Justin, Al y Bea se vuelven a la vez para mirar a Doris.
—¿Qué pasa? —exclama ella.
—No. —Bea mira a su padre y menea la cabeza—. Nada que ver, en absoluto.
—¿Para qué es esto, Gracie?
—Es una bolsa para el mareo.
—¿Para qué sirve esto?
—Para colgar el abrigo.
—¿Por qué está eso ahí?
—Es una mesa.
—¿Cómo se abre?
—Abriendo el pestillo de la parte de arriba.
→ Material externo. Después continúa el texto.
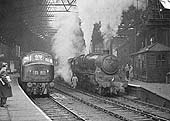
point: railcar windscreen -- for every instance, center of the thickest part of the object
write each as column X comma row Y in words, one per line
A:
column 37, row 57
—Señor —dice una de las azafatas—, por favor, mantenga la mesa en posición vertical hasta que hayamos despegado.
Silencio.
—¿Qué hacen ahí fuera?
—Cargan el equipaje.
—¿Qué es esto?
—Un asiento eyector para personas que hacen demasiadas preguntas.
—¿Qué es en realidad?
—Es para reclinar el asiento.
—Señor —dice de nuevo la azafata—, ¿podría mantener el respaldo vertical hasta que despeguemos, por favor?
Silencio.
—¿Qué es este botón?
—El aire acondicionado.
—¿Y éste?
—Una luz.
—¿Y este otro?
—Dígame, señor, ¿necesita algo? —pregunta la azafata.
—Eh, no, gracias.
—Ha pulsado el botón de asistencia.
—Ah, ¿por eso hay una mujercita en el botón? No lo sabía. ¿Puedo tomar un vaso de agua?
—No podemos servir bebidas hasta después del despegue, señor.
—Oh, de acuerdo. Ha hecho una exhibición muy buena, antes. Era usted el vivo retrato de mi amiga Edna cuando se ha puesto la mascarilla de oxígeno. Se fumaba unos sesenta al día, ¿sabe?
La azafata forma una «o» con los labios.
—Ahora me siento más seguro, pero ¿qué pasa si caemos en tierra firme? —Levanta la voz y los pasajeros de alrededor nos miran—. Está claro que los chalecos salvavidas son inútiles, a no ser que nos pongamos a tocar el silbato mientras caemos por el aire con la esperanza de que alguien nos oiga y nos recoja. ¿No tenemos paracaídas?
—No hay motivo para preocuparse, señor, no vamos a caer sobre tierra firme —dice la azafata.
—Vale. Eso es muy tranquilizador, desde luego. Pero si lo hacemos, dígale al piloto que apunte a un pajar o algo por el estilo.